Calculate Shifts, Percent Change, and Windows on Time Series
I use this template to perform foundational manipulations on my time-series data. It covers shifting the data backward or forwards in time (i.e., lags and leads), calculating the percent change between periods, and window aggregations. There are many applications for these types of manipulations, including tracking financial assets, sales forecasting, and analyzing marketing data.
To swap in your dataset in this template, the following is required:
- You must have a dataset with a date column that can be parsed by pandas.
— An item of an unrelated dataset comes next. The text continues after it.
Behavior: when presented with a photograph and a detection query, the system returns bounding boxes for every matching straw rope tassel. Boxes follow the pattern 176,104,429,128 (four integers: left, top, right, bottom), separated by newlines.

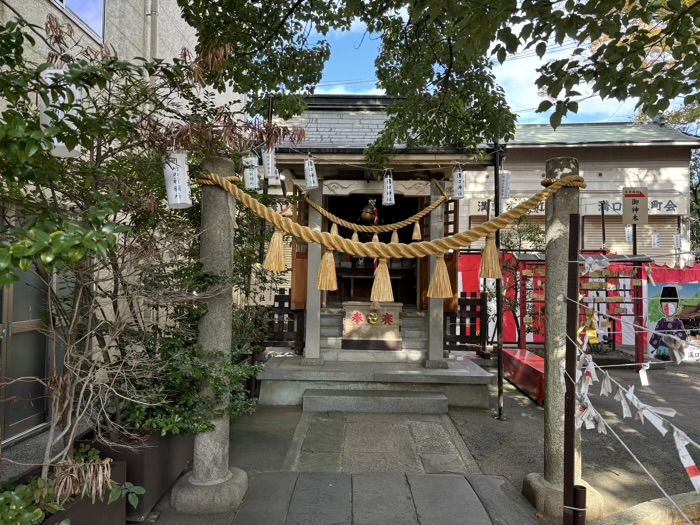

This is checked in the code, and if you encounter difficulties, you can consult the documentation for further assistance.
- You must have at least one variable that you are interested in analyzing (e.g., price, sales, etc.).
The placeholder dataset in this template is Google stock price data, containing the closing price on each trading day.
# Load packages
import pandas as pd
from pandas.api.types import is_datetime64_any_dtype as is_datetime
Setting Up Your Data
Before you begin, you will want to set up your data correctly. The read_csv() function from pandas offers several arguments that make working with time series easier from the start:
index_col
will allow you to immediately set the date as the index, allowing easier manipulations afterward.parse_dates
instructs pandas to parse the index as a date if possible.
You can then slice the DataFrame to select the dates/times you are most interested in using. You can read more about time series and date functionality within pandas here. The string you use to slice the DataFrame can be a partial match or a full match.
# Replace this with the name of the column that contains your date information
date_col = "date"
# Replace with the file you want to use and load your dataset into a DataFrame
df = pd.read_csv("google.csv", index_col=date_col, parse_dates=True)
# Check that the index is correctly converted to a date
print("The index been parsed as a date: " + str(is_datetime(df.index)))
If the code above returns False, then you will need to use pandas' to_datetime() function to correctly set the index to a date.
Next, you can specify the variable of interest and choose a date range.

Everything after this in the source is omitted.